As described in U.S. Pat. Nos. 6,868,289 and 7,016,725 each of which is incorporated herein by reference, and in U.S. patent application Ser. Nos. 11/111,439 (filed Apr. 21, 2005 and published as US2005/0209642) and Ser. No. 11/537,026 (filed Sep. 29 2006), each of which is incorporated herein by reference, intermediate frequency (100-300 kHz) alternating electric fields, (referred to herein as “TTFields”) damage as well as inhibit the growth of numerous types of cancer cells in vitro as well as a number of malignancies in vivo. The efficacy of the treatment is enhanced by sequentially applying fields of varying directions and by the use of special insulated electrodes.
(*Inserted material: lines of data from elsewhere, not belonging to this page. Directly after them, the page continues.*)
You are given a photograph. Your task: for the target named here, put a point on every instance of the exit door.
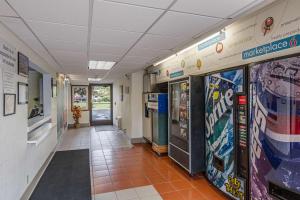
(101, 104)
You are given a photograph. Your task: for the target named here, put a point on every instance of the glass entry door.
(179, 104)
(101, 104)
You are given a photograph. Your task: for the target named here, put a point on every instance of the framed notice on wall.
(22, 93)
(54, 87)
(9, 104)
(23, 64)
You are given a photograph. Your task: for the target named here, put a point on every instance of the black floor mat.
(66, 178)
(105, 128)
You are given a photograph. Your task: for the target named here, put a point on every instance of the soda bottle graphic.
(275, 126)
(220, 89)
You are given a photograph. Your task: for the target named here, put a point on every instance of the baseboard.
(37, 178)
(81, 125)
(137, 140)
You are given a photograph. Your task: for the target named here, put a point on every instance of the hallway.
(120, 171)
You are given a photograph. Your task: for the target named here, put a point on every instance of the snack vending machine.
(275, 129)
(186, 123)
(147, 120)
(226, 131)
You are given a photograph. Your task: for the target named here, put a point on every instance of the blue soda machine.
(275, 129)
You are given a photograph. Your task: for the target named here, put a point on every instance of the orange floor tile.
(117, 169)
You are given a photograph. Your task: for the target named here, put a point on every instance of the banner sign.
(275, 46)
(176, 74)
(211, 41)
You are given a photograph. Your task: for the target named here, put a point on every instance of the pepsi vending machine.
(275, 129)
(226, 131)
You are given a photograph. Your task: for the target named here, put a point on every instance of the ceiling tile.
(105, 57)
(5, 10)
(124, 65)
(217, 8)
(63, 32)
(65, 46)
(159, 42)
(56, 11)
(182, 25)
(116, 16)
(113, 37)
(151, 53)
(153, 3)
(139, 60)
(67, 57)
(107, 49)
(19, 28)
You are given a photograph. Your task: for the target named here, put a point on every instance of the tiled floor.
(118, 166)
(137, 193)
(75, 139)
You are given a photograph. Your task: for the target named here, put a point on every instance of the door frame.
(101, 122)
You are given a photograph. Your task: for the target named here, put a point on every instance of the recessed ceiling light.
(94, 79)
(104, 65)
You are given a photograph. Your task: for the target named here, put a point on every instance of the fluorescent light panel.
(104, 65)
(94, 79)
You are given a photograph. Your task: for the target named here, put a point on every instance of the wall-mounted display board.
(79, 97)
(9, 104)
(54, 87)
(22, 93)
(23, 64)
(8, 56)
(121, 92)
(270, 32)
(8, 63)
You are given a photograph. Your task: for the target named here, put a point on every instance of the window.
(80, 96)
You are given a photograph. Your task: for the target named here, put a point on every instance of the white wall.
(122, 108)
(20, 161)
(131, 108)
(137, 102)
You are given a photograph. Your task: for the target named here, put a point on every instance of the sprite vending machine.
(275, 129)
(226, 132)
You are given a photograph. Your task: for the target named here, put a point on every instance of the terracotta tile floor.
(115, 169)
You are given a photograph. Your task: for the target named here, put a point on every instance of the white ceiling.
(133, 33)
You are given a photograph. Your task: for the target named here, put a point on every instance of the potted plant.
(76, 115)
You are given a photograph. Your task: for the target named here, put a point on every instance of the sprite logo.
(224, 103)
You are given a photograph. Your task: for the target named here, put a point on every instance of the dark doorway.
(101, 104)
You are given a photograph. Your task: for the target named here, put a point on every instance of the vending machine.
(147, 120)
(275, 129)
(186, 123)
(158, 106)
(226, 131)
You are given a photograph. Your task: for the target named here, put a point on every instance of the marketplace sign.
(279, 45)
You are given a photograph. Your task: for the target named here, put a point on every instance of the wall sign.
(211, 41)
(275, 46)
(22, 93)
(8, 56)
(176, 74)
(23, 64)
(9, 104)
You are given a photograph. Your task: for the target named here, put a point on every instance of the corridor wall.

TTFields act by two mechanisms of action: First, they disrupt the normal polymerization-depolymerization process of the spindle microtubules during mitosis. Secondly, they cause a physical disruption of cells towards the end of cytokinesis by producing a unidirectional force on all charge, polar and polarizable intracellular constituents, pushing them towards the narrow neck between the two daughter cells. See Kirson, E. D., et al., Disruption of cancer cell replication by alternating electric fields, Cancer Res., 2004. 64(9): p. 3288-95, which is incorporated herein by reference.
Drugs and radiation therapy are more conventional approaches to treating cancer. One example is Cisplatin or cis-diamminedichloroplatinum(II) (CDDP), which is a platinum-based chemotherapy drug used to treat various types of cancers, including sarcomas, some carcinomas (e.g. small cell lung cancer and ovarian cancer), lymphomas and germ cell tumors. It was the first member of its class, which now also includes carboplatin and oxaliplatin. Another example is Paclitaxel, more commonly referred to by the trade name Taxol®, which is a member of the larger family of compounds known as taxanes. Currently, Paclitaxel is used in the treatment of breast, ovarian, certain non-small-cell lung cancers, and Kaposi's sarcoma.